After posting heavy gains last month, bears took over the price of Lido Finance (LDO), posting double-digit losses.
Ahead of Ethereum’s biggest upgrade ever, the leading staker’s native token was in worrying territory.
- At the time of writing, LDO was trading at $1.78 after declining by nearly 10% in the last 24 hours. It lost more than 40% of its value over the past month as well.
- The token had been on a consistent uptrend leading up to the event but failed to hold momentum since mid-August as a result of slow demand for staking and mixed expectations for the Merge. Since then, its price movement has been rangebound.
- But many industry experts believe that the Merge could potentially become a “sell the news” event, further extending its downtrend.
- Lido happens to be the most popular Ethereum 2 staking-as-a-service provider.
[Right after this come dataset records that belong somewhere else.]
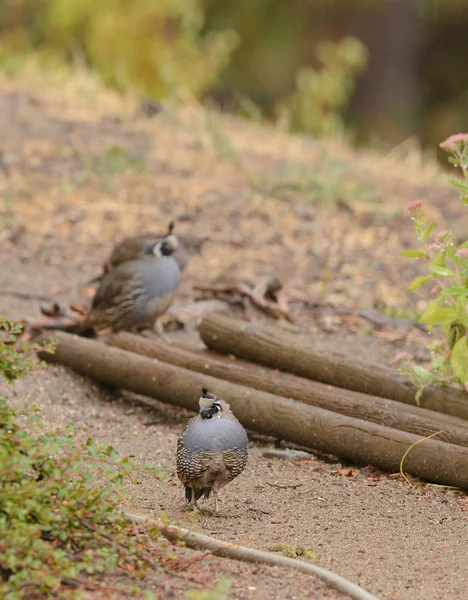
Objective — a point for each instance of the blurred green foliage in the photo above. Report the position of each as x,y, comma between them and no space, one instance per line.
154,47
253,56
316,106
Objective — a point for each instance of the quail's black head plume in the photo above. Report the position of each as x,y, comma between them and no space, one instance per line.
212,451
136,293
189,244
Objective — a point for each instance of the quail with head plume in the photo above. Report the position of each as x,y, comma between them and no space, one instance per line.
212,451
189,244
135,294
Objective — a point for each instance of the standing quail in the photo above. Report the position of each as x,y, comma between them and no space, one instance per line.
136,293
131,248
212,451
In fact, 31% of the entire amount of ETH staked is via Lido, according to a recent report by Nansen.
- Stats also reveal that Lido has deposited more than 4.14 million of the ETH into the Ethereum 2.0 smart contract on behalf of its users.
- The decentralized online liquid staking protocol was initially established as a counter-risk to centralized crypto exchanges raking in the majority of staked ETH, considering that these platforms are required to comply with jurisdictional regulations.
- However, Lido’s dominance became a bone of contention within the Ethereum community as fears of centralization emerged.
- The report highlighted the need for the staking pool to be sufficiently “decentralized” in a bid to maintain its position as censorship resistant as LDO ownership was observed to be concentrated.